I have a large data set, which variables are separated by the symbol of |**|. I've tried to use sep="|", but this did not work when the one of the string variables containing |. How can I make R to read data with compound separator?

tshepang
  • 12,111
  • 21
  • 91
  • 136
Nhuhe
  • 13
  • 1
  • Are you saying that you have unquoted strings that contain a | in your data? Please give a pathological example of your input. – Roland Sep 30 '13 at 07:44

1 Answers1

4

(Frankly I think it would be easier to do this with sed.
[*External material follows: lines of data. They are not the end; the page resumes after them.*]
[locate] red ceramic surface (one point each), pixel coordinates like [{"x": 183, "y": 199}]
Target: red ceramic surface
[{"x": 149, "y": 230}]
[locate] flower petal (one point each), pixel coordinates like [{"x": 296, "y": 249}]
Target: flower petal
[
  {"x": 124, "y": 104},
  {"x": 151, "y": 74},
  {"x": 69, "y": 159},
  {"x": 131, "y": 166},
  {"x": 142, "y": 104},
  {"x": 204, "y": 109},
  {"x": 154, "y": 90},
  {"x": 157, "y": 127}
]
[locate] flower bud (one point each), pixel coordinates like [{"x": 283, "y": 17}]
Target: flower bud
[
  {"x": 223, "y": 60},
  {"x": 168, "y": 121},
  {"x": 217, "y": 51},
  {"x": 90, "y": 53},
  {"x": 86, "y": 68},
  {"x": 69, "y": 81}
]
This may not be very fast in R)

Lines <- readLines(filename)
sLines <- strsplit(Lines, "|**|", fixed=TRUE) # Thanks, Richie.
dat <- read.table(text= sapply(sLines, paste, collapse=",") ,sep=",")

Here's the test on a simple datastring:

Lines <- "a|**|b|**|c\nd|**|e|**|f"
sLines <- strsplit(Lines, "\\|\\*\\*\\|")
dat <- read.table(text= sapply(sLines, paste, collapse=",") ,sep=",")
dat
#-----------
  V1 V2 V3
1  a  b  c
2  d  e  f

strsplit uses regex patterns so you need to doubly escape the "specials". Would be faster if you used colClasses in the read.table call. See ?read.table

IRTFM
  • 258,963
  • 21
  • 364
  • 487